The development of gene therapies for central nervous system disorders is challenging because it is difficult to translate preclinical data from current in vitro and in vivo models to the clinic. Therefore, we developed induced pluripotent stem cell (iPSC)-derived cerebral organoids as a model for recombinant adeno-associated virus (rAAV) capsid selection and for testing efficacy of AAV-based gene therapy in a human context. Cerebral organoids are physiological 3D structures that better recapitulate the human brain compared with 2D cell lines. To validate the model, we compared the transduction efficiency and distribution of two commonly used AAV serotypes (rAAV5 and rAAV9). In cerebral organoids, transduction with rAAV5 led to higher levels of vector DNA, transgenic mRNA, and protein expression as compared with rAAV9. The superior transduction of rAAV5 was replicated in iPSC-derived neuronal cells. Furthermore, rAAV5-mediated delivery of a human sequence-specific engineered microRNA to cerebral organoids led to a lower expression of its target ataxin-3. Our studies provide a new tool for selecting and deselecting AAV serotypes, and for demonstrating therapeutic efficacy of transgenes in a human context. Implementing cerebral organoids during gene therapy development could reduce the usage of animal models and improve translation to the clinic.

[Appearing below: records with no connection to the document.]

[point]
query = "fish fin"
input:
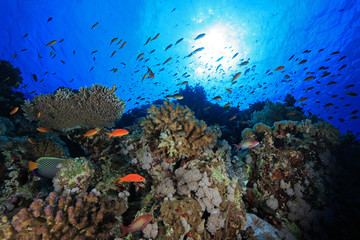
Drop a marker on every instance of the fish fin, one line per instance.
(109, 135)
(32, 166)
(124, 230)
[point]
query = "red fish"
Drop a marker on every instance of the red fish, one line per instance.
(139, 223)
(14, 110)
(90, 133)
(279, 68)
(131, 178)
(151, 74)
(118, 133)
(247, 144)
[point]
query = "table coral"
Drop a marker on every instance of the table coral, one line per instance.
(176, 132)
(64, 217)
(90, 107)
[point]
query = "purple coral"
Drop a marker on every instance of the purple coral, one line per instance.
(64, 217)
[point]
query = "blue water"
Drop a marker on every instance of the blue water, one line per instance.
(264, 33)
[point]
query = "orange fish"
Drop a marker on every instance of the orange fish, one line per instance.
(144, 77)
(14, 110)
(90, 133)
(113, 89)
(309, 78)
(147, 41)
(50, 43)
(118, 133)
(151, 74)
(236, 76)
(279, 68)
(42, 129)
(157, 35)
(247, 144)
(139, 223)
(232, 118)
(113, 40)
(31, 141)
(302, 99)
(123, 45)
(167, 60)
(131, 178)
(95, 25)
(140, 55)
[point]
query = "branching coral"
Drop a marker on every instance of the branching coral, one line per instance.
(96, 106)
(47, 148)
(73, 176)
(273, 112)
(176, 132)
(289, 171)
(63, 217)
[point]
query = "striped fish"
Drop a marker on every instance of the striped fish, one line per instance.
(46, 167)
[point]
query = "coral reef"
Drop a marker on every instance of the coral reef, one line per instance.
(196, 200)
(90, 107)
(176, 132)
(74, 176)
(64, 217)
(288, 173)
(273, 112)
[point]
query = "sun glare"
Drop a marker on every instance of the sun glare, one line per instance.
(220, 44)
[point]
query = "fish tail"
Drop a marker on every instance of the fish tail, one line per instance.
(32, 165)
(124, 230)
(238, 147)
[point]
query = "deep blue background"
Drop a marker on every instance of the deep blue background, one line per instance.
(266, 33)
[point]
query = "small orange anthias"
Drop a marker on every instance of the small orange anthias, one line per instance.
(131, 178)
(139, 223)
(118, 133)
(90, 133)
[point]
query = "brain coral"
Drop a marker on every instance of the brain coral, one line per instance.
(63, 217)
(175, 131)
(90, 107)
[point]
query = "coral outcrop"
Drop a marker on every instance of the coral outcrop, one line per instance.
(74, 176)
(95, 106)
(176, 132)
(64, 217)
(273, 112)
(288, 173)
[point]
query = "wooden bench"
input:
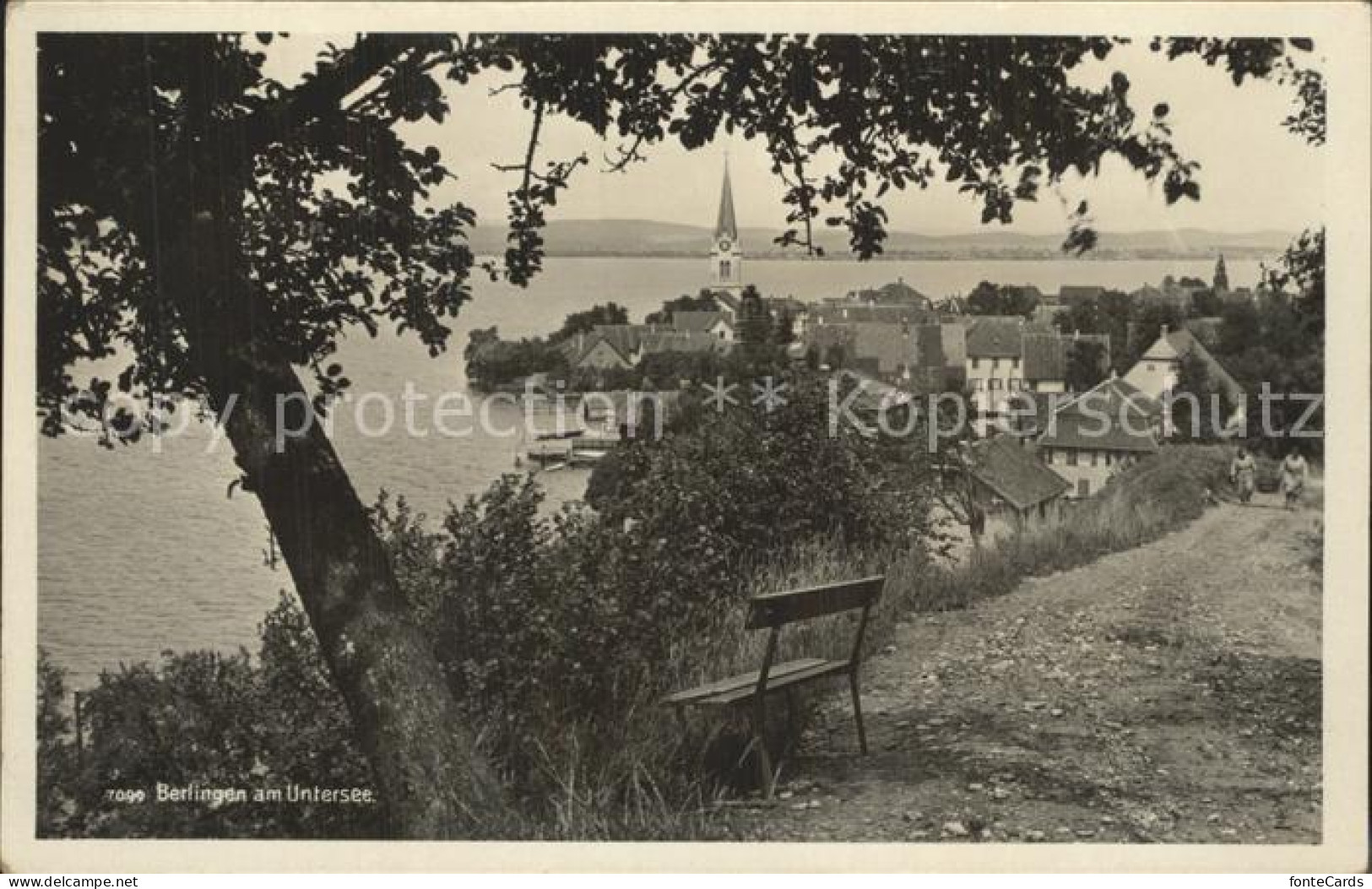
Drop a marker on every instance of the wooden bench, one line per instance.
(774, 610)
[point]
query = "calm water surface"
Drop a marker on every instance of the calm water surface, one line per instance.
(142, 552)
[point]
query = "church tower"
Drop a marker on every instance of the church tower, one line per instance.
(1222, 276)
(726, 259)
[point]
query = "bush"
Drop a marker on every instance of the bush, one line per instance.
(560, 634)
(210, 720)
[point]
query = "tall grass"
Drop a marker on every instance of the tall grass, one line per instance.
(667, 766)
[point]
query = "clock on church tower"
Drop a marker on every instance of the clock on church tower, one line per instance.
(726, 259)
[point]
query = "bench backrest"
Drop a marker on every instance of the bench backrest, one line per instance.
(778, 610)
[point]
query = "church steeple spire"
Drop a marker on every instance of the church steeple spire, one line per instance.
(726, 258)
(724, 225)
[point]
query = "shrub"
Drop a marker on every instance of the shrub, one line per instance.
(204, 719)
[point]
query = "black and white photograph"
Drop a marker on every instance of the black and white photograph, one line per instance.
(873, 428)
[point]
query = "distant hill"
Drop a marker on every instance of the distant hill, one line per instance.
(647, 237)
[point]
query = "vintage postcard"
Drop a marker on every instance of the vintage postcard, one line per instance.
(686, 436)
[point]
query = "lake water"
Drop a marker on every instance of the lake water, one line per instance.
(142, 550)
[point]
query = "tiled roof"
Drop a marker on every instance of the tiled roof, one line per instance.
(995, 336)
(895, 292)
(678, 340)
(1079, 292)
(625, 338)
(1046, 357)
(873, 395)
(697, 320)
(1185, 344)
(889, 344)
(1113, 416)
(1014, 474)
(849, 313)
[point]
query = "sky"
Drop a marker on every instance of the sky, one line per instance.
(1255, 175)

对于中枢神经系统疾病的基因治疗的开发是具有挑战性的，因为它是难以转化从当前的临床前数据在体外和体内模型到诊所。因此，我们开发了诱导多能干细胞（iPSC）衍生的脑类器官，作为重组腺相关病毒（rAAV）衣壳选择和在人类环境中测试基于AAV的基因治疗功效的模型。脑类器官是3D生理结构，与2D细胞系相比，可以更好地重现人脑。为了验证模型，我们比较了两种常用的AAV血清型（rAAV5和rAAV9）的转导效率和分布。在脑类器官中，与rAAV9相比，rAAV5转导导致更高水平的载体DNA，转基因mRNA和蛋白质表达。在iPSC衍生的神经元细胞中复制了rAAV5的卓越转导。此外，rAAV5介导的人类序列特异性工程化microRNA向脑器官的传递导致其靶标抗生物素蛋白3的较低表达。我们的研究提供了一种选择和取消选择AAV血清型，并证明在人类环境中转基因的治疗功效的新工具。在基因治疗开发过程中实施脑类器官可减少动物模型的使用并改善临床翻译。